Germans impersonating Jews is not common, but it is less rare than you think. The Shoah has many expressions, and this is one. It as if the obsession lives on.
Marie Sophie Hingst was a German writer and historian living in Ireland who wrote a popular blog called Read On, My Dear, Read On.

She was raised a Protestant — her grandfather was a pastor — but she invented a French-Israeli mother who committed suicide and an ancestry of 22 Holocaust victims who did not exist. She wrote to Yad Vashem with details of them, seeking to add their names to the memorial.

Why? We can’t know.

After Hingst was exposed by Der Spiegel in the article “The Historian Who Invented 22 Holocaust Victims” in 2019, she committed suicide aged 31. Her mother said that Hingst had “many realities and I had only access to one”.

Others are less sad, though more maddening. Sometimes they are (unintentionally) funny.

A fake German Jew tried to break the blockade of Gaza in 2010; a fake German Jew accused “the Zionist regime” of “Holocaust denial” by refusing to acknowledge the Nakba and allow all Palestinian refugees to return to Israel in 2013; a fake German Jew was president of Pinneberg Synagogue in Schleswig-Holstein. That is my favourite. It reads like an Ealing comedy.

I can imagine a desire for Jewish identity from ethnic Germans that is benevolent, at least in intent: a kind of denial, for they are making new Jews in their minds.

This, of course, is to minimise — to misunderstand — what Judaism is, and what it has lost: those murdered cannot be replaced by actors.

Twenty years ago, I went to Israel to interview the children of Nazis who had converted to Orthodox Judaism.

In some — but not all — cases, it was a function of shame: one woman told me she was disgusted by her own German-ness, and I found this both odd and touching. She felt so much disgust at Nazi crimes that she repudiated an identity she could not bear and sought another. It was a kind of penance.

But fantasists — I do not include converts in that category — are not only a danger to themselves. Some fake Jews do not merely insult Judaism with their perversion of it.

They gaily imperil real Jews, and their hunger to live as us displaces us in turn. It is the most insidious form of antisemitism, because it is erasure: if they are Jews then what are we?

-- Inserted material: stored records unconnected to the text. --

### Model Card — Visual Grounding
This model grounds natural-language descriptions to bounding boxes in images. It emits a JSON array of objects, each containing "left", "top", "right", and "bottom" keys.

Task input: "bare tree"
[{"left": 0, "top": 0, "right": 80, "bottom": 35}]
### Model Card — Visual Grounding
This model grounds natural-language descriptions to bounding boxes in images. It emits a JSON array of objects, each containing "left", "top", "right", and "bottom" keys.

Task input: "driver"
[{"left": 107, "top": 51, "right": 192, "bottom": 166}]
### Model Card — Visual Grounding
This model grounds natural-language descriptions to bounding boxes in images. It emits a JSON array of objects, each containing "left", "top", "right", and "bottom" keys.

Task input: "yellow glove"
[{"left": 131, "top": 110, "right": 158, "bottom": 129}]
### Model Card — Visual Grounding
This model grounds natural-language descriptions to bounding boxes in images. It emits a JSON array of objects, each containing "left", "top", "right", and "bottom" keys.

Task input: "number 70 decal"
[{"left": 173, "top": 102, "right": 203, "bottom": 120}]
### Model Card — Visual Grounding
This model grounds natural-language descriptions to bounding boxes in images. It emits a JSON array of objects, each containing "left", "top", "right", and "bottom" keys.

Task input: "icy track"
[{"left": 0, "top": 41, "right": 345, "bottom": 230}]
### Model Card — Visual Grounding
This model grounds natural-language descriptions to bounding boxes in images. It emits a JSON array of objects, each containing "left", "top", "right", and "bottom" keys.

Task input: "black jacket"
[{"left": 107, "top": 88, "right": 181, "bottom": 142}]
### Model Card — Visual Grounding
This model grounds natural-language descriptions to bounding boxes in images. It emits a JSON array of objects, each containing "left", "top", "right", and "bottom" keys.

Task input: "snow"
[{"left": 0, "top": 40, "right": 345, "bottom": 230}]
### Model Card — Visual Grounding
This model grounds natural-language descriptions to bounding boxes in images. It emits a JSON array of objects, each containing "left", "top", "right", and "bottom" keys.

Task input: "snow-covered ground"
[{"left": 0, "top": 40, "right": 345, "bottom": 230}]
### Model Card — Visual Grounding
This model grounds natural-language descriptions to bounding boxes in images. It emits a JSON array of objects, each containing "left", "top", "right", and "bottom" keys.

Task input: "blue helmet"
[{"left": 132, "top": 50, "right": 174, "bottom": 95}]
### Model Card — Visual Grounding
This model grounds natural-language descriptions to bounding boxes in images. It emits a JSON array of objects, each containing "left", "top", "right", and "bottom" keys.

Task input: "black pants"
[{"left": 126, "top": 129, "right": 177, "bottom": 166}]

Irena Wachendorff campaigned against Israel while “teaching” about the Shoah. Jennifer Pyka, the journalist who exposed her, wrote: “Six million dead Jews serve her own publicity and at the same time she undertakes a perfidious victim-perpetrator inversion to damage Israel and all Jews.” Such people have helped to create the current crisis: if a Jew hates Jews, who doesn’t?

We have our stripe in Britain, less gaudy than the German kind, but they do not have the catastrophe of the Shoah and its emotional imperatives to drive them on. They are opportunists.

We are familiar with the Corbynista Jew-hater who falsely claims Jewish identity to bait Jews, and to silence them. They are anonymous; they live on
Twitter.

There is also the Corbynista anti-Zionist with partial — and almost always non-practising — Jewish identity.

There is nothing wrong with not practising Judaism, but there is a cynicism to those who are raised in a different faith, or none at all, returning to incite hatred against others. If they had lived in the Jewish community, they might hate us less.

If it is sometimes fantasy, and sometimes cynicism, it is above all glib: a manque of Judaism without history, intellect, or morality. That is, nothing Jewish at all.